It seems possible to get a high precision on the test set, but there is a trick. The sequence fed as an input when testing consists of real measurements. The network has only learned to predict the next data point. Can we use that model to predict the next 1000 points without seeing the true data?

For that, we need to build an auto-regressive model, i.e. to feed inputs to the network consisting of predictions, not of real data points. We need a structure that can represent a fixed-size window of data points, where we can append predictions one by one.
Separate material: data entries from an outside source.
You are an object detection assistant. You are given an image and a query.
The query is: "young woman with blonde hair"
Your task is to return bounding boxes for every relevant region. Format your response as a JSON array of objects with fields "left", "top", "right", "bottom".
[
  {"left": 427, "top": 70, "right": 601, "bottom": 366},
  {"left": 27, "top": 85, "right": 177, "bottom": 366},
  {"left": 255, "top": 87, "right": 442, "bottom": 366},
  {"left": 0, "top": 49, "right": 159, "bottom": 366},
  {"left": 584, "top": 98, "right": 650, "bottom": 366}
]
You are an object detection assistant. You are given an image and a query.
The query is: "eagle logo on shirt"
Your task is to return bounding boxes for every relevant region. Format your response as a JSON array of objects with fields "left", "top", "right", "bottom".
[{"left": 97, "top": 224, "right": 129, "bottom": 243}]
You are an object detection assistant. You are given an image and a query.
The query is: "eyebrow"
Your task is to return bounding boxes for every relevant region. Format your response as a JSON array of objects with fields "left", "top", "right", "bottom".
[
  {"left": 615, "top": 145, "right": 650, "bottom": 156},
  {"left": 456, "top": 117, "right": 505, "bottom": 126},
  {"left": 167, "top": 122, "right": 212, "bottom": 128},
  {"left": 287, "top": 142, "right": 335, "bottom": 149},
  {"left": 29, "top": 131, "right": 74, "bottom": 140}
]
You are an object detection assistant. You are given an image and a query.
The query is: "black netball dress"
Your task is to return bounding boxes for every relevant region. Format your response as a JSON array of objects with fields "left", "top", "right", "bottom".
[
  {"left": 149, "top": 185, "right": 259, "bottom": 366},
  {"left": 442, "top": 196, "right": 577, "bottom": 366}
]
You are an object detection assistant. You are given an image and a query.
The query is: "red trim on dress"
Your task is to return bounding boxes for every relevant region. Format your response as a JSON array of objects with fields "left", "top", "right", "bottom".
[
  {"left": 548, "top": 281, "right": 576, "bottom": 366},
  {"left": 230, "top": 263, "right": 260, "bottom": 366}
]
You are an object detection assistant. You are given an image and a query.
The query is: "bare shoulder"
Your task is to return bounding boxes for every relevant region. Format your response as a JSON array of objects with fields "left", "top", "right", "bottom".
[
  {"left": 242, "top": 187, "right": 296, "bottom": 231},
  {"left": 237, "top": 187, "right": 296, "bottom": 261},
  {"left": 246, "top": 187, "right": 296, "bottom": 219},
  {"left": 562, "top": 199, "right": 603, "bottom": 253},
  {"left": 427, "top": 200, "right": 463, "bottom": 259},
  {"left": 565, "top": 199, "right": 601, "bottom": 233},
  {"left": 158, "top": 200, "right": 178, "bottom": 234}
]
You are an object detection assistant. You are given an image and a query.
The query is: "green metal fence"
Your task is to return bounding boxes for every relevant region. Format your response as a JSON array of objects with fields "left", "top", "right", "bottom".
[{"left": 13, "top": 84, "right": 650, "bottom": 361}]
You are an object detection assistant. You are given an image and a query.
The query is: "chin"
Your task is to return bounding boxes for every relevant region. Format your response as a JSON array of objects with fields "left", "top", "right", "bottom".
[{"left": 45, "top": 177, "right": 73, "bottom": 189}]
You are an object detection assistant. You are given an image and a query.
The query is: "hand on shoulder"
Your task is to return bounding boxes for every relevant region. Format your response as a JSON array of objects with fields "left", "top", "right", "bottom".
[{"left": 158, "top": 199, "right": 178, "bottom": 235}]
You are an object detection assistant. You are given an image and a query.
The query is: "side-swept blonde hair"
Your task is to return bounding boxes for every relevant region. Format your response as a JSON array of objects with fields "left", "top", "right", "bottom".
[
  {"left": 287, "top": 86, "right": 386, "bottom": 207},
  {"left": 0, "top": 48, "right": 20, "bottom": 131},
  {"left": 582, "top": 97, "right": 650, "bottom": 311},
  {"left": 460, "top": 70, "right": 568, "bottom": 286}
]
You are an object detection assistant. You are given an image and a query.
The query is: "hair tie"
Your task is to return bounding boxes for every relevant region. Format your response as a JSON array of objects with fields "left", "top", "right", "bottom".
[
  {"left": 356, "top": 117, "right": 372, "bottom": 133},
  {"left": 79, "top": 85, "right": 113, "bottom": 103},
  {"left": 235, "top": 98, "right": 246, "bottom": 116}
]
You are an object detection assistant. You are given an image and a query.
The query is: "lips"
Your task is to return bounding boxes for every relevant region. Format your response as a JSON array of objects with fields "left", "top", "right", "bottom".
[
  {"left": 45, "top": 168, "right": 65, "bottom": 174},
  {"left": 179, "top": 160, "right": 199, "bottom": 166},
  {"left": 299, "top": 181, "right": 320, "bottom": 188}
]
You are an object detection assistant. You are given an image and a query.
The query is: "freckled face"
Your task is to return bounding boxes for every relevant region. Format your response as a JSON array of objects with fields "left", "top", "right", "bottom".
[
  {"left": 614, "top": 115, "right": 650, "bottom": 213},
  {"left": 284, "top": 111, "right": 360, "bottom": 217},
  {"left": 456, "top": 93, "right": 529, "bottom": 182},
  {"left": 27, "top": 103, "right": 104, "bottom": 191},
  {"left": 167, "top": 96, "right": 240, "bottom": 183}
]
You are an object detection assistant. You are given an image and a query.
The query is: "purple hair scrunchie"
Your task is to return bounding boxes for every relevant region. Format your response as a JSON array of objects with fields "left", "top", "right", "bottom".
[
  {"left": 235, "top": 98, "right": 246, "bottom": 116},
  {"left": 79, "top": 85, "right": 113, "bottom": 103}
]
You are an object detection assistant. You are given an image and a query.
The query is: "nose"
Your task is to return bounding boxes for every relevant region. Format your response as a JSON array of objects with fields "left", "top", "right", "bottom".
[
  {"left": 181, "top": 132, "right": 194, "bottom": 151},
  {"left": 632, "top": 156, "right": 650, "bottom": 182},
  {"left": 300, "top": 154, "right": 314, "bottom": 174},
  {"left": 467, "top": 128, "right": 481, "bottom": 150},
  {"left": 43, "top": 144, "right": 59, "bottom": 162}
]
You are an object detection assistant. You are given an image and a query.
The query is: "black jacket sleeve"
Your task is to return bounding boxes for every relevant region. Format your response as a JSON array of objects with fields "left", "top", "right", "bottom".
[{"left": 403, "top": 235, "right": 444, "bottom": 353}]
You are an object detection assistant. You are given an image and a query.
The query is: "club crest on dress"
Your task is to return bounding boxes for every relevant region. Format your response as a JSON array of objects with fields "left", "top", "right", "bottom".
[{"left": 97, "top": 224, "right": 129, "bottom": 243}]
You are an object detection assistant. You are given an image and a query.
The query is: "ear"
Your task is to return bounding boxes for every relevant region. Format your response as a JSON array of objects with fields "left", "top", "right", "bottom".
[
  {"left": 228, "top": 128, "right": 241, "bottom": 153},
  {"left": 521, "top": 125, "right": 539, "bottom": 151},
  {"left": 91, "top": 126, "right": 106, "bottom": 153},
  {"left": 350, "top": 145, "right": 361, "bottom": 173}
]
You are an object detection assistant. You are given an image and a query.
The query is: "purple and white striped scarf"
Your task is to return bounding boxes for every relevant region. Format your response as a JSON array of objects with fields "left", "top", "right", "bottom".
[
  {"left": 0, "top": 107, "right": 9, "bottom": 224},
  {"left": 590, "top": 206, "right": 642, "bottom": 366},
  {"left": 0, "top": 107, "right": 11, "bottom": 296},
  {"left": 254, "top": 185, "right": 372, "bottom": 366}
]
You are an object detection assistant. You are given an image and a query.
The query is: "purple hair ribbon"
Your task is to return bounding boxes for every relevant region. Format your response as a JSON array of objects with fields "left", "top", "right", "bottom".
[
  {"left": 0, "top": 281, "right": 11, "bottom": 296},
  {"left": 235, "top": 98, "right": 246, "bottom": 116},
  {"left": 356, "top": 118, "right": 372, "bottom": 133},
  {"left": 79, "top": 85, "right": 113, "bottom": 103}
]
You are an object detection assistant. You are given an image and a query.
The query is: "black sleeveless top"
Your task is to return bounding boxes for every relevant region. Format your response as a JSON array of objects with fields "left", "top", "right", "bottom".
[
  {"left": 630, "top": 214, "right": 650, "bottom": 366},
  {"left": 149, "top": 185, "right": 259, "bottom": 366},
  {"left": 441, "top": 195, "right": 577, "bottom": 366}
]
The following cell provides you with a simple implementation:

from collections import deque

class Buffer:
    "Fixed size buffer allowing to append predictions."
    def __init__(self, window, data):
        self.window = window
        self.data  = data.reshape((1, window))

    def append(self, value):
        d = deque([x for x in list(self.data[0, :])])
        d.popleft()
        d.append(value)
        self.data = np.array(d).reshape((1, self.window))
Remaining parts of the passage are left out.